Are digits of pi random?

What better way to celebrate Pi Day than to have a blog post on the digits of \pi!

Giving pi as tips

The number \pi is the ratio of the circumference of a circle to its diameter. It is an irrational number. This means that the decimal expansion of \pi never ends and never repeats. Any decimal representation of \pi with just a finite number of decimal places written out is an approximation.

In any calculation involving \pi, the more decimal places, the more precise the computation will be. Approximations of \pi used in computations can range from 3.14 to 3.14159 (for hand calculation), or from 3.141592654 to 3.14159265358979 (using calculator or software). In fact, the calculations involving \pi performed in NASA use 15 or 16 significant digits (the last approximation cited has 15 significant digits).
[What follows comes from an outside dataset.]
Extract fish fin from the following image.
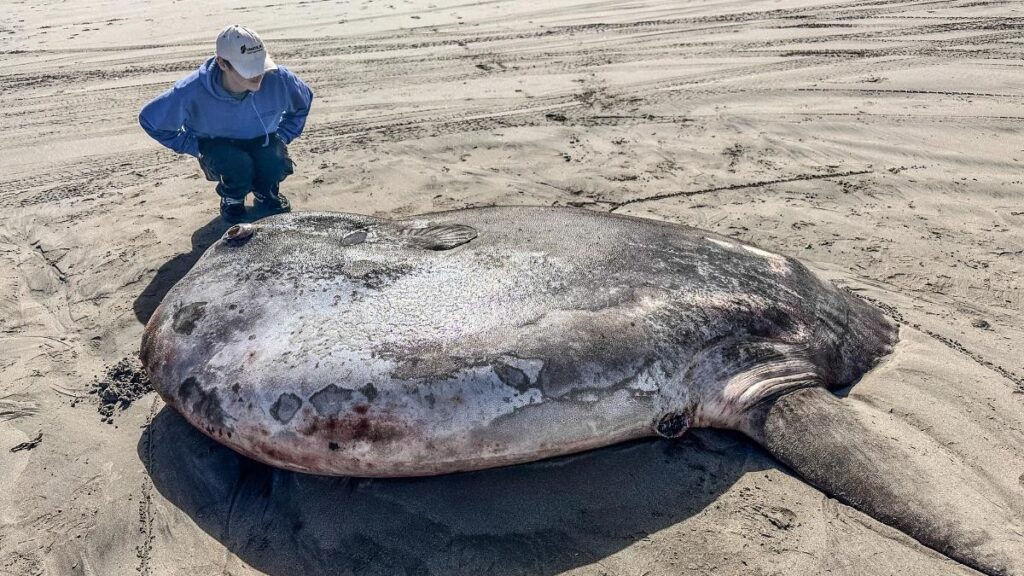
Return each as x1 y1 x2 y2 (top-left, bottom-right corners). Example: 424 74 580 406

As of the writing of this post, \pi has been successfully calculated to over 22 trillions decimal places, or 22,459,157,718,361 decimal places to be exact (see here). If 15 or 16 digits are good enough for space travel, why the fascination with \pi with billions and trillions or more digits? Why strive for more digits of \pi than we will ever need for practical applications on Earth or in space?

Jumping on the pi band wagon could be all about pi mania. People had been fascinated with \pi since antiquity. In our contemporary society, a day is set aside to celebrate the number pi. Actually two days are set aside – March 14 (3.14) and July 22 (based on 22/7 as an approximation), even though the first one is more well known than the second one. There are plenty of other well known special numbers. But I have never heard of a Natural Log Constant Day or Square Root of 2 Day.

There are indeed some special needs for \pi that require billions or more digits. One is that \pi is used in testing computer precision. The other is that digits of \pi are sometimes used as random digits generator. Even such uses speak more of pi mania than the natural and intrinsic qualities of the pi since other special numbers can instead be used for these purposes.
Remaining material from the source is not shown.